“FOY,” meaning first-of-the-year observation, appears frequently in my notes about my visits to Eliza Howell Park at this time of the year. There is something new to be seen every day.
Here are a few selected FOYs from recent walks, each of which seems noteworthy in its own way.
1.FOY Wild Lupine.
Lupine tends to be the first to bloom each year among the flowers in native wildflower field at Eliza Howell. It is starting to bloom now and I always note it both because of its attractiveness and as a herald of all that is to come.
2.FOY Baltimore Oriole Nest
Photo by Kevin Murphy
The nesting Baltimore Orioles are one of the highlights of the Detroit Audubon-sponsored field trip to Eliza Howell each June. (This year it is Saturday, June 8, at 8:00 a.m. – free and open to all.)
These orioles typically arrive in the first week of May and begin building nests in the third week of the month. The picture here was taken on May 18; the female was weaving.
3.FOY Burrowing Crayfish Hole
Crayfish (also called crawfish and sometimes crawdads) are gilled and clawed crustaceans, related to lobsters. Some are terrestrial, spending most of their lives away from bodies of water. They burrow down to groundwater and come up at night to eat on land. They are nocturnal and I have no pictures from Eliza Howell, but this hole is evidence that they remain present in the park. This one will probably continue to remove mud as it digs deeper, piling it up near the entrance in the shape of a chimney (or volcano).
4.FOY Common Milkweed
The common milkweed is a wildflower made famous as a host plant for Monarch butterfly eggs and larvae. Right after I saw the FOY Monarch on May 15, I checked a spot where I have found early milkweeds in other years. They are up and growing and will be ready any time the Monarchs are ready to lay eggs.
5.FOY Fledgling Robins
The day after I took this picture of 4 young robins filling the nest, they left it. While I have been observing a number of different bird nests this spring, this is the first that I have watched successful fledging.
6.FOY Opossum Encounter
On a recent walk in the EHP woods, I met this opossum along the path. “Possums” are nocturnal mammals and this daytime encounter reminds me that they are sometimes visible during the day. Maybe someday I see a mother opossum with several young on her back. That would be a great lifetime first (designated in my notes by “L” for “lifer.”)

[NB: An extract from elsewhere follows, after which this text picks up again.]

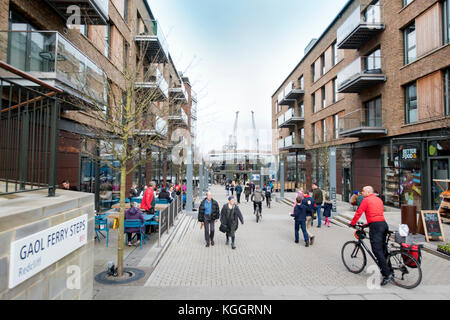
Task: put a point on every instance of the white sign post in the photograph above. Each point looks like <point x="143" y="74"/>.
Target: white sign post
<point x="34" y="253"/>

7.FOY Honeysuckle Blossoms
The redbuds and the crabapples have already been blooming for some time, but one of my favorite blossoms, honeysuckle, is just beginning. Most of the honeysuckle in the park have white blossoms, but a few, like this one, tend toward pink. The picture was taken on May 21.
This list of recent FOYs could be considerably longer, but it is time to get away from the desk and back to the park to see what is new today!